Invoking Fundamental Rights

The constitution outlines a list of essential rights that are equally available to all citizens. The marginalised group has largely succeeded in persuading the government to acknowledge the injustice done to them by pushing for the protection of fundamental rights. They have also convinced the government to implement these laws.

According to Article 17 of the constitution, untouchability has been abolished and is now a punishable crime. Every Dalit should be allowed to visit temples, pursue education, and exercise their fundamental rights.

No person may be subjected to discrimination on the basis of caste, creed, colour, or sex, as stated in Article 15 of the constitution.

The constitution guarantees that all groups receive cultural justice, doing away with any major group’s hegemony.

Laws for the Marginalised

The government enacts specific laws to safeguard the nation’s disadvantaged population. In addition, a number of committees are established, and surveys are conducted to develop specific policies and laws.

Promoting Social Justice

In tribal areas or areas with a large Dalit population, the state and federal governments work to implement constitutional policies. One of the significant policies is the reservation policy. According to this policy, giving the marginalised sections of society reservations in seats will give them an equal opportunity to learn and work.

Protecting the Rights of Dalits and Adivasis

The Dalits and other castes demanded that the government take their issues seriously, which led to the creation of the Scheduled Castes and Scheduled Tribes (Prevention of Atrocities) Act of 1989. During the 1970s and 1980s, these communities took significant steps in demanding their rights.

Under This Act, Several Forms of Crimes Are Distinguished, which include

  • Modes of humiliation that are both physically horrifying and immoral
  • List of behaviours that displace Dalits and Adivasis
  • Acknowledges the crimes committed against tribal and Dalit women

Adivasis’ Demands and the 1989 Act

There is also another significant reason why the 1989 Act is relevant. The Adivasis use this statute to protect their right to live in what was once their ancestral home. This law gives control to the tribal population to exclusively own and use lands that traditionally belonged to them. Adivasi activist C.K. Janu protested against the government for allowing non-tribal intruders in tribal areas which often resulted in the displacement of the tribal population. She demanded that compensation be given to these displaced individuals.

FAQs (Frequently Asked Questions)

1. What are the benefits of using revision notes to study Chapter 8 for studying Social Science for Class 8?

Students will find revision notes incredibly helpful with their exam preparations. For students, Chapter 8 of Class 8 Political Science, which addresses concepts like marginalisation and its difficulties, can be highly challenging and confusing. Extramarks’ notes are among the best since they include thorough yet concise explanations of all of these concepts, making it easier for students to study and give last-minute help on tests.

2. What are the concepts covered in Class 8 Political Science Chapter 8 Notes?

The topic of Chapter 8 is “Confronting Marginalisation”. The concepts of marginalisation and the various groups that are fighting it are introduced in this particular chapter.
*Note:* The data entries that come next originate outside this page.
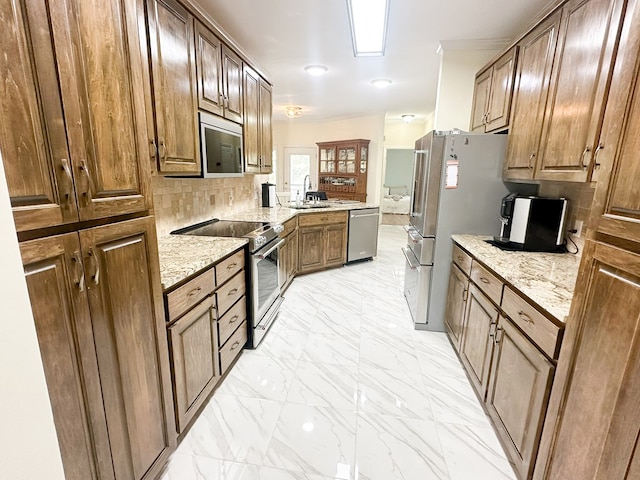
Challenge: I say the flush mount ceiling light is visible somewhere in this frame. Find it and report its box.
[371,78,391,88]
[347,0,389,57]
[304,65,329,77]
[285,106,302,118]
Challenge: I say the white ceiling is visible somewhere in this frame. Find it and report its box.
[194,0,549,121]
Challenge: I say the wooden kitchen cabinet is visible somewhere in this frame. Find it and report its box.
[243,64,272,173]
[316,139,369,202]
[146,0,202,175]
[486,316,556,479]
[298,211,347,273]
[0,0,151,231]
[535,0,626,182]
[21,217,175,479]
[460,284,499,401]
[471,46,518,132]
[503,10,561,180]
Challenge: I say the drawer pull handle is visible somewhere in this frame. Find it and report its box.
[187,287,202,297]
[518,310,533,325]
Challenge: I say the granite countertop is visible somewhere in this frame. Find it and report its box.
[451,235,580,322]
[158,235,247,290]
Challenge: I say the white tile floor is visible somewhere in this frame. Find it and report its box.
[162,225,515,480]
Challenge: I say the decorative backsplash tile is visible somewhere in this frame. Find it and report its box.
[151,175,268,235]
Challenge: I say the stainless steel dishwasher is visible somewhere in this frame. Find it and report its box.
[347,208,380,263]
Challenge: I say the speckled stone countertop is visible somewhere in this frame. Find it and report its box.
[451,235,580,322]
[158,235,247,290]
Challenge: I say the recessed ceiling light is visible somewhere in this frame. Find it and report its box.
[371,78,391,88]
[304,65,329,77]
[347,0,389,57]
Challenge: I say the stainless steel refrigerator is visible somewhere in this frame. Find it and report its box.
[402,131,508,331]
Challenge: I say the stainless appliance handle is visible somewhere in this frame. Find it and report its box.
[253,238,285,260]
[401,248,420,270]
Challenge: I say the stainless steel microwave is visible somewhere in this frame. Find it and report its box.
[199,112,244,178]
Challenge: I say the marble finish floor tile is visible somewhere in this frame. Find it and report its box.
[160,225,515,480]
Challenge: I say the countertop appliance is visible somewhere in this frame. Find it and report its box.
[347,208,380,263]
[198,112,244,178]
[402,131,509,331]
[171,218,284,348]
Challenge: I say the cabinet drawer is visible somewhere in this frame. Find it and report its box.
[471,262,503,305]
[280,217,298,238]
[451,243,471,277]
[502,287,560,358]
[220,322,247,373]
[216,250,244,285]
[167,268,215,321]
[216,271,245,318]
[298,211,347,227]
[218,298,247,345]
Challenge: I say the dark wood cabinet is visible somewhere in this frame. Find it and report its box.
[460,284,499,401]
[21,217,175,479]
[471,46,518,132]
[243,65,272,173]
[444,263,469,352]
[504,10,561,180]
[486,316,556,479]
[535,0,626,182]
[316,139,369,202]
[0,0,151,231]
[146,0,201,175]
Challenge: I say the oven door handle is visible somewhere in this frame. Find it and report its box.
[254,238,285,260]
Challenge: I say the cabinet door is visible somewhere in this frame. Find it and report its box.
[147,0,201,174]
[60,0,151,220]
[536,0,626,182]
[544,241,640,480]
[324,224,347,266]
[169,297,220,432]
[485,47,518,132]
[222,44,242,123]
[487,317,554,478]
[471,68,491,132]
[460,285,498,401]
[80,217,175,480]
[444,263,469,351]
[0,0,78,232]
[258,79,273,173]
[504,11,561,179]
[196,22,224,115]
[242,65,260,173]
[20,233,113,480]
[298,227,324,272]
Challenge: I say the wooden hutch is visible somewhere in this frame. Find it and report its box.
[316,139,369,202]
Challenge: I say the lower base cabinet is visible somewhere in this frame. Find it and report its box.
[20,217,176,480]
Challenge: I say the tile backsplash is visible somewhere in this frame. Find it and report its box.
[151,175,268,236]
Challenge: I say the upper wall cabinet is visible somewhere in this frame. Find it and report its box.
[535,0,626,182]
[471,47,518,132]
[504,11,561,179]
[0,0,150,231]
[196,22,242,123]
[147,0,201,175]
[243,65,272,173]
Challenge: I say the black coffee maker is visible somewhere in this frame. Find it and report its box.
[493,193,519,244]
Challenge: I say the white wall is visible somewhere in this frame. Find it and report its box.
[434,50,501,130]
[273,114,384,204]
[0,158,64,480]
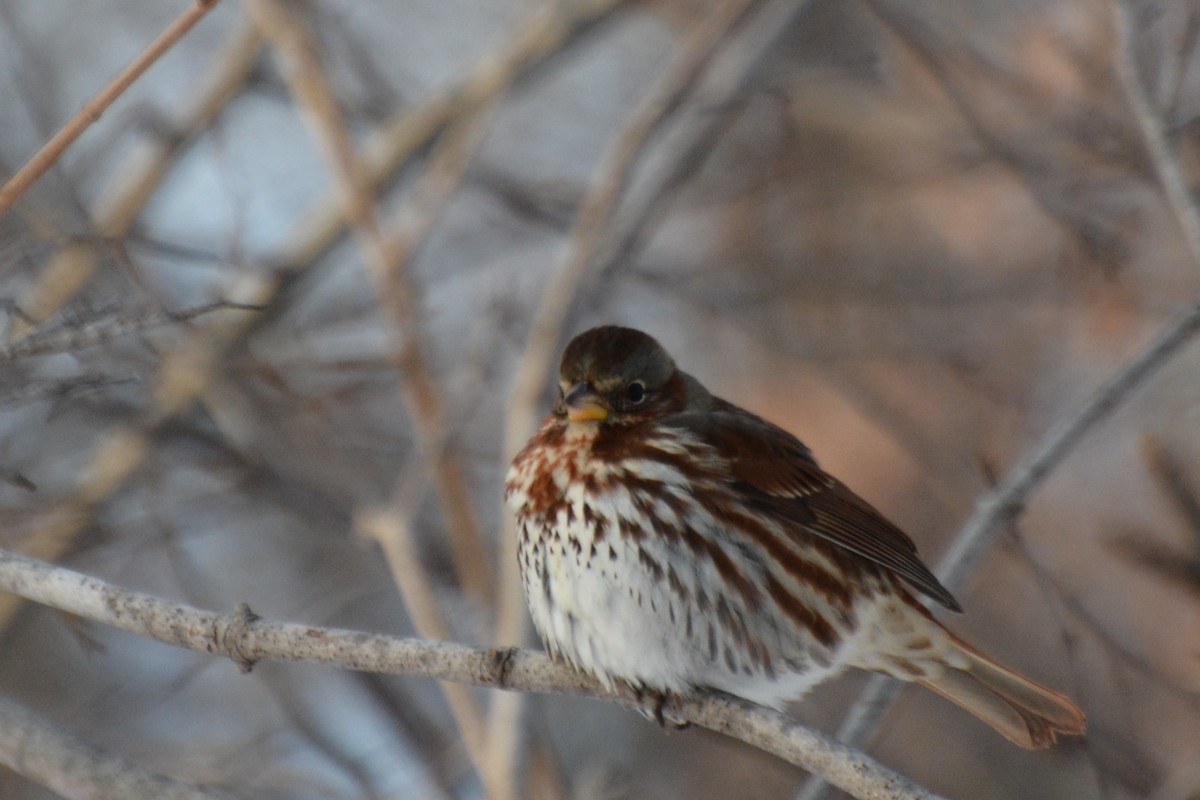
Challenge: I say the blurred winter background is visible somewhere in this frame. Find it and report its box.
[0,0,1200,800]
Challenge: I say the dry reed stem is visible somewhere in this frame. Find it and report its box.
[798,306,1200,800]
[278,0,623,266]
[355,506,494,798]
[0,0,217,217]
[797,4,1200,800]
[247,0,492,602]
[247,0,506,800]
[10,24,262,342]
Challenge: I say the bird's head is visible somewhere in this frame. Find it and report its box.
[556,325,702,425]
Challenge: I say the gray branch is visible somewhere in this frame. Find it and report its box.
[0,551,937,800]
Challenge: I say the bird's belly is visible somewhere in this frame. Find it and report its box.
[522,513,704,692]
[520,521,845,708]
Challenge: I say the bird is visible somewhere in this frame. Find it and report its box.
[505,325,1086,748]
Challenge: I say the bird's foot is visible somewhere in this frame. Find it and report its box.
[634,686,691,730]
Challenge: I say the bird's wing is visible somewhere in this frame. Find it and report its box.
[672,401,961,610]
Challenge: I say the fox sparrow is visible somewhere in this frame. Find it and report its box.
[506,326,1084,747]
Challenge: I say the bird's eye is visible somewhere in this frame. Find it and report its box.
[625,380,646,405]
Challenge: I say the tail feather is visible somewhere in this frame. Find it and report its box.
[918,634,1086,750]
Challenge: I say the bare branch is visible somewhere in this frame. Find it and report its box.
[798,306,1200,800]
[0,551,937,800]
[0,0,224,217]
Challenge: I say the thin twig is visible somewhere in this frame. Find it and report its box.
[0,697,230,800]
[247,0,493,603]
[356,506,492,798]
[798,306,1200,800]
[276,0,623,269]
[1111,2,1200,273]
[8,17,262,344]
[0,551,938,800]
[0,0,217,217]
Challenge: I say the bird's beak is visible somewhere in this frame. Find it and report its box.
[563,380,608,422]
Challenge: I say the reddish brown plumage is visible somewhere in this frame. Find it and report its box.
[506,326,1084,747]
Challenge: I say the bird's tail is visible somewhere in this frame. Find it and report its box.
[916,628,1086,750]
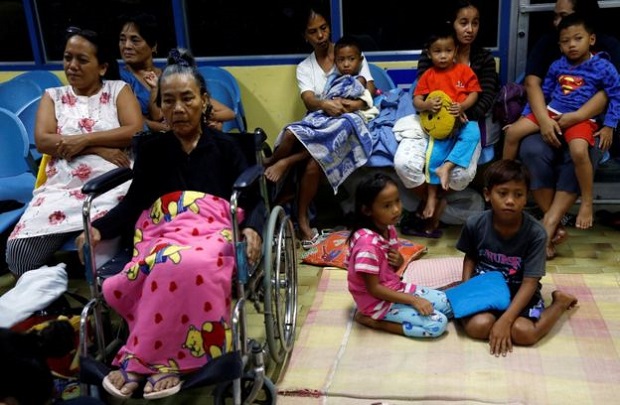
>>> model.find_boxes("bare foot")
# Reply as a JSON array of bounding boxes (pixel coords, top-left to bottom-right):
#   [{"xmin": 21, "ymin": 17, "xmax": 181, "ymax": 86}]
[
  {"xmin": 422, "ymin": 193, "xmax": 437, "ymax": 219},
  {"xmin": 108, "ymin": 370, "xmax": 143, "ymax": 395},
  {"xmin": 551, "ymin": 290, "xmax": 579, "ymax": 310},
  {"xmin": 353, "ymin": 311, "xmax": 377, "ymax": 329},
  {"xmin": 435, "ymin": 165, "xmax": 450, "ymax": 190},
  {"xmin": 144, "ymin": 373, "xmax": 181, "ymax": 394},
  {"xmin": 551, "ymin": 224, "xmax": 568, "ymax": 245},
  {"xmin": 265, "ymin": 159, "xmax": 288, "ymax": 183},
  {"xmin": 575, "ymin": 202, "xmax": 594, "ymax": 229}
]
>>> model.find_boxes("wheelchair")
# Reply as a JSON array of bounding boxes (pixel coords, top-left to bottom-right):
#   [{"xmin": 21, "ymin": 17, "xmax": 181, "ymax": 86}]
[{"xmin": 79, "ymin": 128, "xmax": 298, "ymax": 404}]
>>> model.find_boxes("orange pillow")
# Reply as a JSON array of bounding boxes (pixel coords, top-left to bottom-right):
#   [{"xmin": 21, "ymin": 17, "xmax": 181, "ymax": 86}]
[{"xmin": 302, "ymin": 230, "xmax": 426, "ymax": 274}]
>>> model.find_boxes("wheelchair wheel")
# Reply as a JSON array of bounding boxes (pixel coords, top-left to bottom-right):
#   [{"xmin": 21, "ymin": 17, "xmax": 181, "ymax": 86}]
[
  {"xmin": 263, "ymin": 205, "xmax": 297, "ymax": 364},
  {"xmin": 213, "ymin": 375, "xmax": 277, "ymax": 405}
]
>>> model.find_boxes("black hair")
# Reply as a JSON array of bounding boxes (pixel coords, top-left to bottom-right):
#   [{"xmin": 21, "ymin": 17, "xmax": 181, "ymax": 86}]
[
  {"xmin": 155, "ymin": 48, "xmax": 213, "ymax": 121},
  {"xmin": 334, "ymin": 35, "xmax": 362, "ymax": 55},
  {"xmin": 446, "ymin": 0, "xmax": 480, "ymax": 24},
  {"xmin": 298, "ymin": 1, "xmax": 331, "ymax": 36},
  {"xmin": 558, "ymin": 13, "xmax": 594, "ymax": 34},
  {"xmin": 118, "ymin": 12, "xmax": 158, "ymax": 48},
  {"xmin": 484, "ymin": 159, "xmax": 530, "ymax": 191},
  {"xmin": 65, "ymin": 27, "xmax": 121, "ymax": 80},
  {"xmin": 349, "ymin": 173, "xmax": 398, "ymax": 240},
  {"xmin": 424, "ymin": 22, "xmax": 458, "ymax": 51}
]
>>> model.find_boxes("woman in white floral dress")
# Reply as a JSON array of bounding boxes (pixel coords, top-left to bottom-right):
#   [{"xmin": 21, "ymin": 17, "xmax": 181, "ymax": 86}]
[{"xmin": 6, "ymin": 27, "xmax": 142, "ymax": 277}]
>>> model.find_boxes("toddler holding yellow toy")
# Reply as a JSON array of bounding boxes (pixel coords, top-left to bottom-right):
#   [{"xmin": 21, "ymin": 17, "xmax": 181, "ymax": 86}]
[{"xmin": 413, "ymin": 25, "xmax": 482, "ymax": 224}]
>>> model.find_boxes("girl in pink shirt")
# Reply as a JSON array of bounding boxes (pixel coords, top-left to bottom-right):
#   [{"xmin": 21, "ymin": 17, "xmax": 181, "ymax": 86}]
[{"xmin": 347, "ymin": 173, "xmax": 452, "ymax": 337}]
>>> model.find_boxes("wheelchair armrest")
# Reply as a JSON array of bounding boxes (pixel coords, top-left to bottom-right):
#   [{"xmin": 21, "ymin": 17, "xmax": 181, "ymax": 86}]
[
  {"xmin": 82, "ymin": 167, "xmax": 133, "ymax": 195},
  {"xmin": 233, "ymin": 165, "xmax": 265, "ymax": 190}
]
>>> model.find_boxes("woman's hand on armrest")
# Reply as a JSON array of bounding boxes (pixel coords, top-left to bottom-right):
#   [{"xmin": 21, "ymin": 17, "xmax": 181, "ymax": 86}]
[
  {"xmin": 75, "ymin": 227, "xmax": 101, "ymax": 264},
  {"xmin": 241, "ymin": 228, "xmax": 263, "ymax": 266},
  {"xmin": 88, "ymin": 146, "xmax": 131, "ymax": 167}
]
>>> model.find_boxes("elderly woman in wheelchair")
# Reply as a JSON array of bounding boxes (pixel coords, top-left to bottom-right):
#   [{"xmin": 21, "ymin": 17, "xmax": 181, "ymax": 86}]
[{"xmin": 76, "ymin": 49, "xmax": 266, "ymax": 399}]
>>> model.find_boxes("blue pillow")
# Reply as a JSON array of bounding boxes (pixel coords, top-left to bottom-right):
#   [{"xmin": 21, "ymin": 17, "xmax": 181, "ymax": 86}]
[{"xmin": 446, "ymin": 271, "xmax": 510, "ymax": 318}]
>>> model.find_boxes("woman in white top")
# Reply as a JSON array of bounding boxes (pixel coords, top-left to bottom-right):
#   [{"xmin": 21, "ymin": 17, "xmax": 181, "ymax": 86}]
[
  {"xmin": 266, "ymin": 3, "xmax": 375, "ymax": 243},
  {"xmin": 6, "ymin": 27, "xmax": 142, "ymax": 277}
]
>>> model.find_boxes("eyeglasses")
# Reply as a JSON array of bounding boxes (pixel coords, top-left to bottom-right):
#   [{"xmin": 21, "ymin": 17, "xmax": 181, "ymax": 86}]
[{"xmin": 65, "ymin": 26, "xmax": 98, "ymax": 40}]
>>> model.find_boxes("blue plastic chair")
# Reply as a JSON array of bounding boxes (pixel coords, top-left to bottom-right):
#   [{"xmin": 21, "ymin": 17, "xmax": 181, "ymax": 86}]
[
  {"xmin": 17, "ymin": 97, "xmax": 42, "ymax": 173},
  {"xmin": 205, "ymin": 79, "xmax": 243, "ymax": 132},
  {"xmin": 198, "ymin": 66, "xmax": 247, "ymax": 132},
  {"xmin": 368, "ymin": 63, "xmax": 396, "ymax": 93},
  {"xmin": 0, "ymin": 108, "xmax": 35, "ymax": 232},
  {"xmin": 12, "ymin": 70, "xmax": 63, "ymax": 90},
  {"xmin": 0, "ymin": 79, "xmax": 43, "ymax": 113}
]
The most marginalised groups in the nation are the Adivasis, Dalits, Muslims, and women. The concepts covered in this chapter are as follows.

  • Invoking fundamental rights
  • Laws for marginalised communities such that they remain protected
  • Promoting social justice and equality
  • Protecting the rights of minorities like the Adivasis and Dalits
  • Different acts against marginalisation

3. What is confronting marginalisation?

The subject of Class 8 Political Science Chapter 8 is “Confronting Marginalisation.” Simply put, marginalisation is the practice of excluding members of minorities and their communities. To combat marginalisation, Adivasis, Dalits, Muslims, women, and other marginalised groups must speak out in support of their shared citizenship and the equal treatment they deserve under the law. Marginalisation is also countered through the demand for laws pertaining to these communities’ rights and protection.